Champions für die Zukunft
Heute Samstag wurde auf dem Stand auch ein weiterer Grundstein für die neue SPV-Nachwuchskampagne gelegt: Der Club «SPV Champions» wird gegründet. Mitglieder sind Plattenleger, die eine Rangierung auf dem Podest an den Schweizermeisterschaften oder an den WorldSkills gewonnen haben. Ihre Aufgabe: Als Vorbilder und Botschafter begeistern sie zukünftige Lernende für unseren Beruf. Zur Gründungsversammlung erscheinen nicht weniger als sieben Platten-Champions der Berufsweltmeisterschaften!

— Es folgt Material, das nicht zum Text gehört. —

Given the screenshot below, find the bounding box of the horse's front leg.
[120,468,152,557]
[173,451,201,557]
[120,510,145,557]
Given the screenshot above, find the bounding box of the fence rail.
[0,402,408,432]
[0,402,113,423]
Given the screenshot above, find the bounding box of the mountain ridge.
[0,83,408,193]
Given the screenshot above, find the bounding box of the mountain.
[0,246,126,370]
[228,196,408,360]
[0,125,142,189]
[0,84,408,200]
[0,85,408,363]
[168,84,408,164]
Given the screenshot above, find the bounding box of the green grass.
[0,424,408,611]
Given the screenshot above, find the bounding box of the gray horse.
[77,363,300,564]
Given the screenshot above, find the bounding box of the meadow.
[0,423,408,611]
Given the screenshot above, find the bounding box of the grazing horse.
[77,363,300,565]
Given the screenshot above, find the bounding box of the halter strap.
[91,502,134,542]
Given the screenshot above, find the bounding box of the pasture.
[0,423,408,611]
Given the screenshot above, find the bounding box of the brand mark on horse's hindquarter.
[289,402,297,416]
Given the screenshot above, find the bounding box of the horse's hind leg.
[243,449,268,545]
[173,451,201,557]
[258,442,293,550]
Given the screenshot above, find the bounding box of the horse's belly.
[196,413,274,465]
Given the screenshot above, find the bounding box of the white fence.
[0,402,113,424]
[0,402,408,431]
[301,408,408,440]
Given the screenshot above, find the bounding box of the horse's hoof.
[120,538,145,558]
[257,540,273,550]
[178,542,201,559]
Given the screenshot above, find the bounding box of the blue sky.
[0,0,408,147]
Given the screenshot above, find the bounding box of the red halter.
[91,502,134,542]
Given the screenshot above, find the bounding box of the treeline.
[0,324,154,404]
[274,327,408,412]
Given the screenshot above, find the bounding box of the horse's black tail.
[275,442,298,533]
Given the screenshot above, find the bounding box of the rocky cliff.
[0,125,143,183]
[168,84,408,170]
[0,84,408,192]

V.l.: Kilian Kobel (Weltmeister Lyon, Frankreich 1995), Thomas Siegenthaler (Weltmeister Leipzig, Deutschland 2013), Mirco Tschenett (Weltmeister Shizuoka, Japan 2007), Thomas Gugger (Weltmeister London, England 2011), Roger Allenbach (Silber Taipeh, Taiwan 1993), René Bircher (Silber St. Gallen, Schweiz), Roger Dähler (Bronze Montréal, Kanada 1999).
Ebenfalls im Club der Champions sind:

  • Egon Moser, Gold in Amsterdam, 1991
  • Bruno Friederich, Gold in St. Gallen, 1997
  • François Buchwalder, Diplom in Seoul, 2001
  • David Muheim, Silber in Helsinki, 2005
  • Lukas Gutknecht, Zertifikat in Calgary, 2009


Die Experten gehen in Stellung
Bis Samstag, 17.00 Uhr müssen die Kandidaten die beiden Wände und das in den Raum reichende Schweizerkreuz fertig geplättelt und ausgefugt haben. Anschliessend walten die Experten ihres Amtes und beurteilen die Arbeiten. Mit Unterstützung von Thomas Ammann, Baulasertechnik, vermessen sie die Arbeiten mit einem Leica-Messgerät millimetergenau. Neben der Präzision gehören aber weitere Kriterien wie die Schnitttechnik, die Ausführung der Fugen, die Sauberkeit dazu. Und nicht zuletzt das «Nervenkostüm» der Kandidaten. Darüber konnten die Experten nun drei Tage lang ihre Eindrücke sammeln. Die vorläufige Beurteilung macht 80 Prozent des Schlussresultats aus. Am Sonntag dann geht es um die restlichen 20 Prozent: um den Boden.